BR: How do you go about the business of writing, and are there any particular archival or other sources you rely on most?

LH: My days at UPI did away with foolish notions of writers’ block. I try to write a few pages a day when I am in full swing, sometimes in the early morning and sometimes at night. I generally go into a chapter—say on Fredericksburg or the solder reaction to slavery—without any idea where I am going to come out. I tend to write in short bursts, getting the brigade from one point or situation to another, letting the material carry me. I am often surprised at the insights I get along the way.  I try to get a pretty complete first draft, then go back to add detail and re-write. I think the opening paragraphs of a section are the most important and spend a lot of time looking at and re-working them.  A lot of this is simply what I learned writing every day for UPI. I write very fast and sometimes my copy is almost skeletal, like wire service work, and I have to go back and put more flesh on it. I also tend to take a lot of material out of my first drafts because it gets in the way of advancing the story. I use the usual brick and mortar sources like libraries, museums and historical societies. I am blessed because the Wisconsin Historical Society has one of the best newspaper collections in the United States. I find a lot of new material there.

BR: Do you have any plans for a follow up book?

LH: I am still in that state of lassitude that comes when your book is just finished and published. Probably some sort of work on the common Union soldier of the Civil War. We will see.

I’m looking forward to reading this one. It’s a beautiful book, by the way – Lance is an engaging writer, and the book is nicely illustrated.





Previews: New from Savas – Petersburg and The Iron Brigade

9 10 2012

I received over the past week or so two new releases from Savas Beatie: The Iron Brigade in Civil War and Memory by Lance J. Herdegen; and The Petersburg Campaign, Volume I by Edwin C. Bearss with Bryce A. Suderow.

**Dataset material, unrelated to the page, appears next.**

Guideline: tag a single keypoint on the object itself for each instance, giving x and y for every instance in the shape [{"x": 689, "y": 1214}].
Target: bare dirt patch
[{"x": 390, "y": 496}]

I’m going to be really brief here, and will explain why. Herdegen’s book on The Black Hats from Bull Run to Appomattox and Thereafter is more than just an update of Alan Nolan’s groundbreaking study. There were weaknesses in that book that Herdegen shores up, and in the intervening 51 years since it was first published, new, umm, stuff has come to light (cleaning up the Dude’s language here). I will be interviewing Lance shortly and we’ll expand on his work there, but for now let me say that this is one beautiful and BIG book, and the bits I’ve read are engagingly written.

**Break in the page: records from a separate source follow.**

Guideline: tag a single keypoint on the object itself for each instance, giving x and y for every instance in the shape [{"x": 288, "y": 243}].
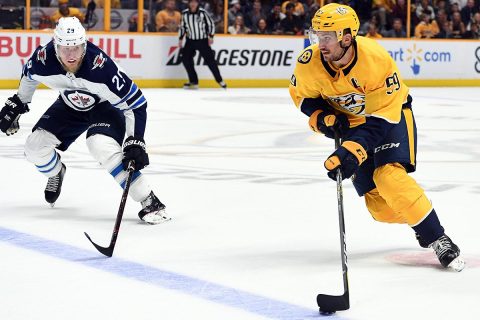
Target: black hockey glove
[
  {"x": 134, "y": 149},
  {"x": 327, "y": 122},
  {"x": 10, "y": 114},
  {"x": 348, "y": 157}
]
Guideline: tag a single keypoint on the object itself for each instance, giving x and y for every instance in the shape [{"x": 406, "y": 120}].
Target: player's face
[
  {"x": 71, "y": 56},
  {"x": 329, "y": 45}
]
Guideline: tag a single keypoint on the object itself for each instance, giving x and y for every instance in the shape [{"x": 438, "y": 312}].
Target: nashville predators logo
[
  {"x": 352, "y": 102},
  {"x": 306, "y": 56},
  {"x": 42, "y": 55}
]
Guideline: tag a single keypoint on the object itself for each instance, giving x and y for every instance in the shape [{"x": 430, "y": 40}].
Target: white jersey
[{"x": 98, "y": 79}]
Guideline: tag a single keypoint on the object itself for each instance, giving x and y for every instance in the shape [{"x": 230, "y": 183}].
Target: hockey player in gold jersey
[{"x": 350, "y": 84}]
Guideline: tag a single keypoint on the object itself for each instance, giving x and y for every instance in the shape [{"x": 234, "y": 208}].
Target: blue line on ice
[{"x": 262, "y": 306}]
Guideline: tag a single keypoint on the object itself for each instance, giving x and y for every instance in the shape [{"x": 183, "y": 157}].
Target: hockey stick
[
  {"x": 108, "y": 251},
  {"x": 329, "y": 304}
]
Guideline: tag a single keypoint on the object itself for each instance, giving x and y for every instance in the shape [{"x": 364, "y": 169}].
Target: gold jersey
[{"x": 369, "y": 85}]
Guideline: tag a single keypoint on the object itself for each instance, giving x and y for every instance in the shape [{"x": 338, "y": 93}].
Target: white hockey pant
[
  {"x": 40, "y": 150},
  {"x": 109, "y": 154}
]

Bearss’s account of The Eastern Front Battles, June-August 1864, is based on NPS studies written by the Pied Piper of the Civil War, with additional work done by Bryce Suderow. As the title implies, this is but the first of two volumes that will culminate with The Breakthough in April 1865. I’m working on an interview for this one, too, but maybe I’ll be taking a different angle on it than most folks.